Les critiques littéraires ont essayé de mettre ensemble dans un cadre théorique plusieurs œuvres haïtiennes, particulièrement les derniers romans, les romans les plus récents, mais on n’a pas pu trouver autre chose que le réalisme merveilleux…

Je pense que le réalisme merveilleux est l’une des composantes d’une esthétique de roman et de la poésie en Haïti. Bien sûr, il faut tenir compte du réalisme merveilleux, mais il y a une sorte de négritude parce que…

Mais il faut remarquer que vous n’y échappez pas…

Je n’échappe à aucun des courants sauf qu’aujourd’hui je les soumets à une action synergique. Je pense qu’il faut aboutir à un effet unique à la fin de sa vie et que ce n’est pas de trop d’utiliser le réalisme merveilleux, la négritude, l’érotisme solaire, l’indigénisme haïtien…. tout ce que vous voulez.

Une sorte d’éclectisme?

Au-delà de l’éclectisme, parce que l’éclectisme suppose un mélange pas trop organique, pas trop harmonieux, tandis que la notion de synergie me donne une idée de transmutation où l’on retrouve tout dans cette esthétique. Il y a tous ces éléments que l’on peut réduire à une seule composante. Le résultat sera plus qu’une addition, sera un bon qualitatif. Ça fera penser au réalisme merveilleux, à la négritude, mais ce n’est pas le résultat qu’il faut juger parce que je ne suis pas un théoricien. L’esthétique est toujours un peu courte par rapport aux œuvres, les idées retardent sur l’œuvre. On ne peut pas rentrer dans une simple formule étoile. Je vous serais gré si j’ai encore quelques années devant moi, vous verrez, puisque vous êtes bien plus jeune que moi, si je tiens ma promesse, si cette synergie, cet ensemble de fonctions esthétiques dans l’histoire de l’imaginaire haïtien aura réussi à aboutir à une œuvre avec un degré d’unité, si j’arrive à transmuer en flambées d’inventions mon itinéraire existentiel.

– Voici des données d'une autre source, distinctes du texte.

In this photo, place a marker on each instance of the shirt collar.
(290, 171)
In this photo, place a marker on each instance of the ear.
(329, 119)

Vous avez déjà réussi. Votre œuvre projette une très grande cohérence. C’est-à-dire que vous ne faites pas des œuvres simplement pour pouvoir écrire. Je crois qu’il y a un certain itinéraire, je ne dirai pas simplement parcours linéaire, mais je crois qu’il y a une très grande cohérence…

C’est ce que j’appelle synergie. Mais ce qu’il faut c’est changer en flambées d’inventions le parcours existentiel très riche – même dans les épreuves, même dans l’échec – que j’ai derrière moi. Quand je me retourne derrière, je regarde les cinquante ans – parce que ça fait exactement, au moment où nous parlons, cinquante ans depuis mon arrivée sur la scène littéraire en 45, nous sommes en 95 –, ces cinquante ans chaotiques qui correspondent au chaos social du XXe siècle. Moi, j’ai eu une traversée assez tumultueuse…

Dont vous avez fait une cohésion..

Oui. Mon but c’est de faire de ce désordre un ordre esthétique, de transformer les «maladies» de ma vie et de mon parcours en suprême santé de l’art. C’est ça que je veux, parce que l’art qui réussit c’est la santé de l’esprit et de la sensibilité.

On disait il n’y a pas trop longtemps qu’il y avait Jacques-Stephen Alexis, Jacques Roumain et Jean Brierre et puis vous, René Depestre comme des «monstres sacrés»…

Il y a Magloire-Saint-Aude. J’ai beaucoup de respect pour lui, il est d’une originalité extraordinaire.

Je sais, mais on unit toujours ces quatre, on dit voilà nos quatre plus grands. C’est un peu quand on pense au XVIIIe siècle français, on dit qu’il y avait Rousseau, Voltaire… Je ne veux pas faire de comparaison parce que je sais que le cas est tout à fait différent, mais vos œuvres ont été couronnées, vous avez eu un succès international énorme…

Relatif, n’est-ce pas…

Il ne faut pas être trop modeste…

Je pense que j’ai une certaine notoriété, mais je ne suis pas célèbre. La célébrité, la grande notoriété, il faudrait passer une vitesse supérieure pour l’atteindre. Si je travaille, si j’ai un peu de santé – en touchant du bois – et si j’ai un peu de chance, peut-être que je pourrai atteindre la grande notoriété dans le travail.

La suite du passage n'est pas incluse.